How to Write a Good CV
Now more than ever it's vital to create the right first impression when applying for a job.
You often only get one opportunity with a company so make sure you give it your best shot. Our candidates don't usually need to be told how to write a CV - but it helps to observe these points.
- The goal is to stand out from other candidates - but by having a good CV and showing your expertise, not through unusual formatting or vibrant colours. Focus on content and readability.
- Keep your CV to two or three pages. Imagine you're a busy hiring manager and you have 50 CVs to read: do you want them to put your long CV aside for if/when they have more time to read it? If your CV is long, edit ruthlessly, focusing on more recent details.
- Be sure to give your degree grade, and grades of your A levels (or equivalent). If you don't state them, people tend to assume the worst.
- List your academic and work experience back to age 18 in reverse chronological order.
- There should be no unexplained gaps - if you were unemployed, travelling, or if you returned to full-time education, please say so.
- Give dates to the nearest month, eg March 2015 - July 2016. (If you put just 2015 - 2016 this could mean two weeks or two years.)
- For each job, include the company name, city and country, industry sector, and your job title.
- Consider stating why you moved jobs, and if possible how each move advanced your career.
- Most importantly, focus on what you personally did in each role. Our clients want to know what you've done and how you did it.
- If you've used specific technologies, that's great - but do include details of what you did especially where relevant to the job you're applying to.
Top CV Howlers
Some of these might sound a bit implausible, but in our time at ecm we have seen some truly creative mistakes in CVs. Hopefully you’ll avoid these pitfalls...
Getting off on the Wrong Foot
Most people think it’s not necessary to put "CV" or "Curriculum Vitae" at the top of the CV. But if you do choose to do so, for heaven’s sake don’t (as applicants to ecm have) put "Curriculam" or "Vita". And please, please, don’t mistype your own surname; it has happened.
Your job title won’t be "Principle Engineer", it’ll be "Principal Engineer." This is another one where a spell checker won’t help, I’m afraid, although a dictionary might.
Hostages to Fortune
You might get away with the odd mistake – we’re all human after all – but try not to compound the error, or set yourself up for a fall. At ecm we’ve been particularly struck by one CV littered with typos, where at the end the author listed his hobbies as including "proofreading”, and another where the applicant claimed “excellent attention to detrail”.

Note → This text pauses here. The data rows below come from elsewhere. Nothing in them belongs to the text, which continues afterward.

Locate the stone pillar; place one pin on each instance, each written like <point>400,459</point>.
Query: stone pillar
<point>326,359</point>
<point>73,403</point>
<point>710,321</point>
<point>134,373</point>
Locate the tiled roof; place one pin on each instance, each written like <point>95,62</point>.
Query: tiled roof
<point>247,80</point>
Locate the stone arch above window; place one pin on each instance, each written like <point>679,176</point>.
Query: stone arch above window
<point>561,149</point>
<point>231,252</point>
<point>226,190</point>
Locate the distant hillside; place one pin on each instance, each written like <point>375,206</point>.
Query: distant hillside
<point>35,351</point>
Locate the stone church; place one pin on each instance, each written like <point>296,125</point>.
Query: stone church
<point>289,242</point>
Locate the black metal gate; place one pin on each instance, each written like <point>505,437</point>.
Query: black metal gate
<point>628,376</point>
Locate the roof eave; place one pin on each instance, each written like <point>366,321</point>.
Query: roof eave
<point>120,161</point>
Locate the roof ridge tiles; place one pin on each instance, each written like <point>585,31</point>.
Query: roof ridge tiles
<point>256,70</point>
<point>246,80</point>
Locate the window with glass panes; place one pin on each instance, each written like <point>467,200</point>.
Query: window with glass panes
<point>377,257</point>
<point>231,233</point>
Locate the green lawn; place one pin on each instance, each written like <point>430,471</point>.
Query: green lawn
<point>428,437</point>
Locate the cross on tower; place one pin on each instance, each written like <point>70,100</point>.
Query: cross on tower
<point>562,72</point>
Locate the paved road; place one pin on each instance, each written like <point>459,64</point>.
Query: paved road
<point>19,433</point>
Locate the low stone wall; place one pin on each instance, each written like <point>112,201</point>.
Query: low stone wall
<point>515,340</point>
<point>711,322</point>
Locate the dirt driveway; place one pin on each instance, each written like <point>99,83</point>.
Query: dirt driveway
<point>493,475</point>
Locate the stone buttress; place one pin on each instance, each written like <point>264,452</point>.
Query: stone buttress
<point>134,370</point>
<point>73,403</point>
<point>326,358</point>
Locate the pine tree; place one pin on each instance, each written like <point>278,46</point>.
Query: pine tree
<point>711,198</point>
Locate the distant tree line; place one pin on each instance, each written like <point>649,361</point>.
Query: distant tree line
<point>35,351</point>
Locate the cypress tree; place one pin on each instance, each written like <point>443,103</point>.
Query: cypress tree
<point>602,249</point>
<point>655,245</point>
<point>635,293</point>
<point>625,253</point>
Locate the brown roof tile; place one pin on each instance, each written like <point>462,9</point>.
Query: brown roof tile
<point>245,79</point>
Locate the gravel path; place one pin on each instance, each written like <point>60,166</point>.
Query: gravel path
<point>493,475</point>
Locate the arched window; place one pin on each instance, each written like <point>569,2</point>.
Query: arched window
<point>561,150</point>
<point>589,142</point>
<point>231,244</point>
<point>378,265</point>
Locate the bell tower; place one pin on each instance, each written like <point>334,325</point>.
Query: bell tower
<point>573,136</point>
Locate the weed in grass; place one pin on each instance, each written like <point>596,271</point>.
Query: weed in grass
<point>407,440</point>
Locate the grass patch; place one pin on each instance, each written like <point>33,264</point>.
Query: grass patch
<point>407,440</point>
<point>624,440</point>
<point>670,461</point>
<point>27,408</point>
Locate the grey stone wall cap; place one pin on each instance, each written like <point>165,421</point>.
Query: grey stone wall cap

"I was a qualified meths and science teacher..."
"I understand the concepts of object oriented programming including massage passing..."
"I have excellent social kills..."
Okay, there are some amusing mistakes here, but the bottom line is this: We know you are a great candidate. You know you are a great candidate. But you still need to convince the hiring company. Or at least give them enough evidence to invite you to interview. Some companies might not care too much about grammar, spelling, punctuation and consistency – but why give them a reason to reject your application when all that’s needed is a little extra care?
In conclusion, if you remember nothing else, remember this: do not rely on a spell checker.